El veneciano introdujo una flecha en la cerbatana, puso esta en los labios, y después de haber mirado con gran atención, sopló con fuerza.
El ligero dardo salió rápidamente, y fue a herir a una de las cacatúas más gordas. El pájaro, tocado debajo del cuello con precisión tan extraordinaria que indicaba claramente que el cazador era muy ducho en el manejo de aquella arma, interrumpió bruscamente su charloteo, y cayó a tierra, moviendo las alas con desesperación.
El muchacho cogió el ave, y echó a correr hacia la cabaña, gritando:
—¡Voy a ponerla al fuego!
—¡Un golpe maestro! —exclamó el marinero, cuya sorpresa no tenía límites—. Usted ha empleado ya otras veces esas cañas, ¿verdad?

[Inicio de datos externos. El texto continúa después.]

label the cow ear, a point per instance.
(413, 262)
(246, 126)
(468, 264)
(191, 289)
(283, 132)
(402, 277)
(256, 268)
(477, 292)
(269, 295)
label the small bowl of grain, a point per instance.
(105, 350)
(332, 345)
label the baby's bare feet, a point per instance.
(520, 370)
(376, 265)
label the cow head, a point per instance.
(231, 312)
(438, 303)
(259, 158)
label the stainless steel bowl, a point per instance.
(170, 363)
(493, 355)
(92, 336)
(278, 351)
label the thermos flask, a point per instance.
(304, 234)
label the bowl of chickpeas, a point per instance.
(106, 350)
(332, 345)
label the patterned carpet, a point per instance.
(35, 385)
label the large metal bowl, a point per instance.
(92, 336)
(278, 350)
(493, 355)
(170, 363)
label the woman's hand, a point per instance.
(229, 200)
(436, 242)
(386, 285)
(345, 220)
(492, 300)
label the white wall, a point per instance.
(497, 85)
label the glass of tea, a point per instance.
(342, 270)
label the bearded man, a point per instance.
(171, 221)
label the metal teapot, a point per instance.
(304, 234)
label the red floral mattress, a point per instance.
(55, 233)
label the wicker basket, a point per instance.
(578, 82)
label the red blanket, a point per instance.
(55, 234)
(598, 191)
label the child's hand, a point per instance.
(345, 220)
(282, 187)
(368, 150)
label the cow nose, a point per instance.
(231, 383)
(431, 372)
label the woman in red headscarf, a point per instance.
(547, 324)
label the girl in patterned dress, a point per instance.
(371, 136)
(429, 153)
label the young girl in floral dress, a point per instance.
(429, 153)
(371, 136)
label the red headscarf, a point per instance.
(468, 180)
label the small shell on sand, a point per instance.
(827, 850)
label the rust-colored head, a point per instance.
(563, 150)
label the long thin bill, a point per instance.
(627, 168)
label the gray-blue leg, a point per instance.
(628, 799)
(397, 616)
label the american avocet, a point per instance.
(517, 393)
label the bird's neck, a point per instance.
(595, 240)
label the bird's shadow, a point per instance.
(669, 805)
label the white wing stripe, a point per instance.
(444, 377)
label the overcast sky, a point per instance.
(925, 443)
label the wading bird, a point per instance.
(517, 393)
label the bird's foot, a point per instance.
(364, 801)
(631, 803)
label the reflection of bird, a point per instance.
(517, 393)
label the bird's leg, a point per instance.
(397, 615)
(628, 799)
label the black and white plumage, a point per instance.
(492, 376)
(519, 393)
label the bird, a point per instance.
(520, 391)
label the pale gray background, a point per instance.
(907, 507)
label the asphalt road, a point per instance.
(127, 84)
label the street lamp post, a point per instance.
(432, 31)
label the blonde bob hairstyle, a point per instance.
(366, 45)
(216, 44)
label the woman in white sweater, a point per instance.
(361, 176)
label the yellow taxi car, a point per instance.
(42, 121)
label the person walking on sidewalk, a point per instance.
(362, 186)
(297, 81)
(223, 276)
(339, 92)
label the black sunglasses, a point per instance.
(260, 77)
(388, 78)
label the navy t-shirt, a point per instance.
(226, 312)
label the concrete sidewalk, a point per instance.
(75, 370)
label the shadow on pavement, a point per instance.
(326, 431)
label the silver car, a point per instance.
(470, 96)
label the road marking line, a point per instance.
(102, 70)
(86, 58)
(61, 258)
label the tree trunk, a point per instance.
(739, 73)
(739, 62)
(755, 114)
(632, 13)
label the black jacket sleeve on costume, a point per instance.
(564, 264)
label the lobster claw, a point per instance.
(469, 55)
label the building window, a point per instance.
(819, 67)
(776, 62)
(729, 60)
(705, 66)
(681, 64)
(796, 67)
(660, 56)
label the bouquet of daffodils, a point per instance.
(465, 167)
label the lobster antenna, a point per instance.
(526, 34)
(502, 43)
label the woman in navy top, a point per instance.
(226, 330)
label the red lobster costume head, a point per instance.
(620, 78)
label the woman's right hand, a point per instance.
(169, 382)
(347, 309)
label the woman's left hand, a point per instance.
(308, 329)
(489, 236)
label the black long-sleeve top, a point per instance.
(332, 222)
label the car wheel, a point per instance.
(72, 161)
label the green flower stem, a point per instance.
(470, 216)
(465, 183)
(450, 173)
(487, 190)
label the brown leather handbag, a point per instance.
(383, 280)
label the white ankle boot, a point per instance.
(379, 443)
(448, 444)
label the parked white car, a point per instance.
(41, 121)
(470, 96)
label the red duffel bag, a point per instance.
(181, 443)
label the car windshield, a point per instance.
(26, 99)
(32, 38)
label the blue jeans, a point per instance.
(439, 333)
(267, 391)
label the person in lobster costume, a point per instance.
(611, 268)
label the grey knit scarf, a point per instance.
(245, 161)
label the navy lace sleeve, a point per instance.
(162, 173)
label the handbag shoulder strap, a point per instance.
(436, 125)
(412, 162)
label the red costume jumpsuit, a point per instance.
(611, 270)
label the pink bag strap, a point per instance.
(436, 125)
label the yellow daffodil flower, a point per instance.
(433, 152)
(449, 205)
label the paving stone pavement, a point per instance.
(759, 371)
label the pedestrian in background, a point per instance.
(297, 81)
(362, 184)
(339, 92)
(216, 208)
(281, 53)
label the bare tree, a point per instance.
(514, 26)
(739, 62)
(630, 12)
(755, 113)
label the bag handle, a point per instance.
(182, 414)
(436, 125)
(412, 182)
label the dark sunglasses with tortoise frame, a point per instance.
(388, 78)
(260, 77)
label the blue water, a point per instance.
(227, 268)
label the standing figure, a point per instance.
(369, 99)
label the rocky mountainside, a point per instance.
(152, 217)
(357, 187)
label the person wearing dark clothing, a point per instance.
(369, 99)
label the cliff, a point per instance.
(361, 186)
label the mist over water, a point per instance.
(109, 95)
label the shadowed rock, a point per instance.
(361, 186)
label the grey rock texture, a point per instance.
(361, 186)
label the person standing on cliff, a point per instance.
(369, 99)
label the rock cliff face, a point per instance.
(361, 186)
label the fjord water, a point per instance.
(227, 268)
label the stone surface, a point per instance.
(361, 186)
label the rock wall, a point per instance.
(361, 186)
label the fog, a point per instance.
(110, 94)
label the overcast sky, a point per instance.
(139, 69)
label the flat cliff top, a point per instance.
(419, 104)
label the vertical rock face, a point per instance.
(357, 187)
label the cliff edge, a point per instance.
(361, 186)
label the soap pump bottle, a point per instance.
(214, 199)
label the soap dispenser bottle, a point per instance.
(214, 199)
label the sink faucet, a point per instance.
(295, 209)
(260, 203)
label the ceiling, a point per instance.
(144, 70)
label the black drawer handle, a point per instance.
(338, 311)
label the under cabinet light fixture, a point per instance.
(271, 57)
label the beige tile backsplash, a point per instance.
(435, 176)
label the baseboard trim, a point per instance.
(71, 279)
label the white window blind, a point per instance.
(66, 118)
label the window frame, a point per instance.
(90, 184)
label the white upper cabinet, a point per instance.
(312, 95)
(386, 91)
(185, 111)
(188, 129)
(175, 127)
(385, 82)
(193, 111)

—Sí, en Pontranak —repuso el veneciano, sonriendo.
—¿Y cree que yo llegue a saber cazar de ese modo a los pájaros?
—La cosa no es difícil. Dentro de tres semanas, ejercitándote diariamente, llegarás a ser un hábil cazador.
—Y ya que poseemos armas, ¿qué otra cosa piensa en procurarnos, señor Albani?
—El pan.
—¡El pan!… ¿Y lo encontrará?
—Ya he visto plantas que contienen la harina, y mañana iremos a cortarlas. Después, si no sobreviene algún accidente, pensaremos en lo demás. Vamos a cenar, Enrique; tenemos necesidad de un asado, después de tantos días de moluscos y frutas.